At a promotional press event on Tuesday in Seoul, the film's director Kim Han-min ("Hand Phone", 2009) said he felt as a child "a visceral pleasure" from using the traditional weapon, which he "hoped the audience will share with this movie".
A fictional tale set in the Joseon Kingdom (1392-1910), "Arrow" follows Nam-i (Park Hae-il) on his search for younger sister Ja-in (Moon Chae-won) and her fiance Seo-gun (Kim Moo-yul) after they are kidnapped by Chinese Qing Dynasty soldiers during an invasion.
As he slays enemy soldiers with his bow and arrow, he is confronted by Jushinta (Ryu Seung-ryong), an enemy commander also well-known for his archery prowess.
The filmmakers stressed the importance of sound design to produce the chilling effects of the high-speed weapon and hope the audience would be able to tell the difference.

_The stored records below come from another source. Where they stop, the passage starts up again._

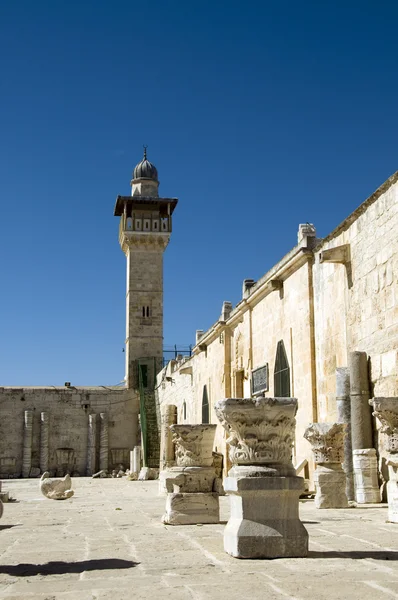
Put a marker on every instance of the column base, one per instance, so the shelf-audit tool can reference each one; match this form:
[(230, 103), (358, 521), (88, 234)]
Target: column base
[(365, 475), (191, 509), (264, 519), (330, 484)]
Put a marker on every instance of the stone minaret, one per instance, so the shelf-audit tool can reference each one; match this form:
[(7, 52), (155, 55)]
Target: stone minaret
[(144, 232)]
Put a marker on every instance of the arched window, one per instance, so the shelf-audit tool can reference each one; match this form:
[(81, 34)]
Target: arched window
[(205, 406), (281, 373)]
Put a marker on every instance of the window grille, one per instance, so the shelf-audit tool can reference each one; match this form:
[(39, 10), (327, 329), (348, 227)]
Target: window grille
[(205, 406), (281, 373)]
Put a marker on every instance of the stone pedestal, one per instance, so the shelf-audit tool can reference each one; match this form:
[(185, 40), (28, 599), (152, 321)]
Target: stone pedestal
[(190, 496), (365, 476), (386, 410), (327, 440), (264, 489)]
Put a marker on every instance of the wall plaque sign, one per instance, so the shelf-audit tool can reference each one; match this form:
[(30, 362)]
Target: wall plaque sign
[(260, 380)]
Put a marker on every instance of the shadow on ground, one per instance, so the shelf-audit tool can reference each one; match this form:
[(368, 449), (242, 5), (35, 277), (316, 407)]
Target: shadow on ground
[(377, 555), (60, 567)]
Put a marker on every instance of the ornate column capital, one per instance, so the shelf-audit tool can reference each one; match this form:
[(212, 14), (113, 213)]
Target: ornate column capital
[(193, 444), (386, 410), (327, 441), (260, 430)]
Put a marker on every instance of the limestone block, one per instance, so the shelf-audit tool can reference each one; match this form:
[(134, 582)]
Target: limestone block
[(188, 479), (190, 509), (56, 489), (264, 520), (330, 483), (100, 474), (34, 472), (147, 473), (4, 497), (365, 476)]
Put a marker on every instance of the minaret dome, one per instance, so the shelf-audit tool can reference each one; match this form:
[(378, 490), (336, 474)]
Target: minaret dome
[(145, 178)]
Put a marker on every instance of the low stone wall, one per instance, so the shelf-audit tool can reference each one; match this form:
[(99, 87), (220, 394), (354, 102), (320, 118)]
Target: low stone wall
[(52, 429)]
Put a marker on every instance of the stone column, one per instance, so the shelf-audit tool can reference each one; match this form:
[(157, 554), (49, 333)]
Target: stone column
[(363, 454), (27, 443), (386, 410), (169, 417), (190, 485), (327, 440), (43, 442), (91, 445), (104, 451), (262, 483), (344, 416)]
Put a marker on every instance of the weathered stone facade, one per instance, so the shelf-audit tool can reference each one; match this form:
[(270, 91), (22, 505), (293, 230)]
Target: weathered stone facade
[(71, 443), (324, 300)]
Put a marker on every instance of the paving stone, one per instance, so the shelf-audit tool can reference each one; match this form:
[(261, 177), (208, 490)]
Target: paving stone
[(352, 551)]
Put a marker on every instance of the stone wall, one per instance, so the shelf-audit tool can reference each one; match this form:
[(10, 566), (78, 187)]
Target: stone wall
[(68, 411), (356, 301), (321, 310)]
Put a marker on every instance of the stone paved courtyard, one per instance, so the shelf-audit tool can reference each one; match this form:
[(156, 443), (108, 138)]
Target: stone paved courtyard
[(107, 542)]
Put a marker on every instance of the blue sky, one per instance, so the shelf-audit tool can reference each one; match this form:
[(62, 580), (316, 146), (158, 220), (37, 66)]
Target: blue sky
[(258, 115)]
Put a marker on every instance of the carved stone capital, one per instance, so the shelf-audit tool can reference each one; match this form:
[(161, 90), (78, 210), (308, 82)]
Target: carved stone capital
[(193, 444), (327, 440), (386, 410), (260, 430)]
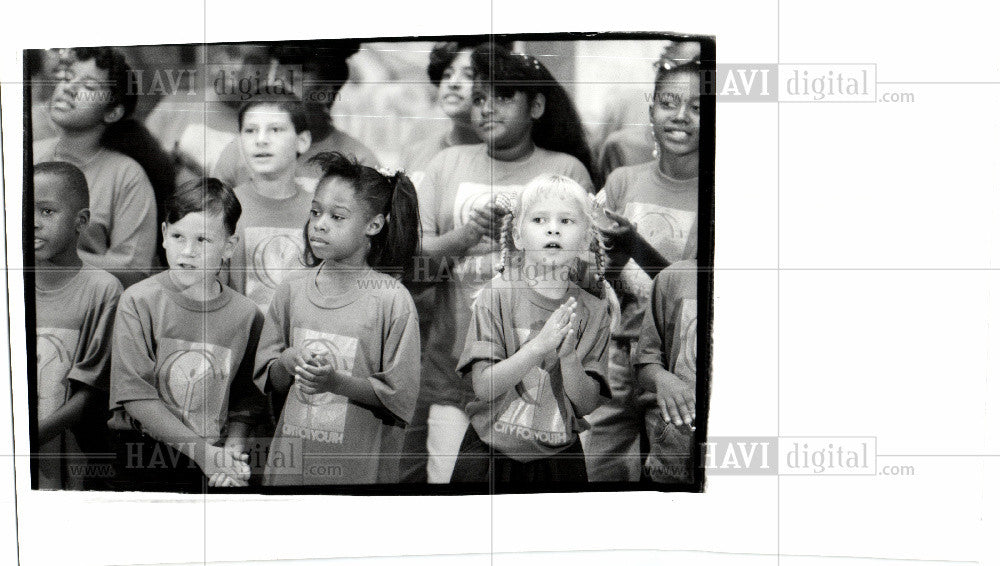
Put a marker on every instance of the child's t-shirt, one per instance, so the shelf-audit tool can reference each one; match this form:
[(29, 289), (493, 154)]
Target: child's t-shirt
[(233, 169), (73, 340), (664, 211), (271, 242), (122, 209), (370, 332), (194, 129), (195, 356), (458, 180), (535, 419)]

The computer effects notwithstanding, the point of attraction is going to be the actors' craft, for which the director reserved the highest praise.
"Strangely, the characters that I pictured in my head and my scenario did not change at all", the director said. "I wanted these cast members from the beginning, and I feel very lucky to have them work with me".
Ryoo, a seasoned actor who was last seen and unequivocally praised for his role in the Korean drama "Personal Preference", appeared charismatic and at ease in the villain character, the most imposing presence even in a split-second teaser.
After viewing the clip at the event, Ryoo joked that he looked very "stylish" but did not forget to pay a tribute to "his" soldiers in the movie.
Returning to the silver screen following the successful "Moss" (2011), Park was said to be nervous about his first attempt at a period piece.
"My wish all along the shoot was to have a 'refreshing' movie for the summer", he said, explaining his hopes of having a chilling effect on the audience.
"Arrow" made headlines in May, when it was featured at the Cannes Festival film market and ended up selling to distributors from six countries.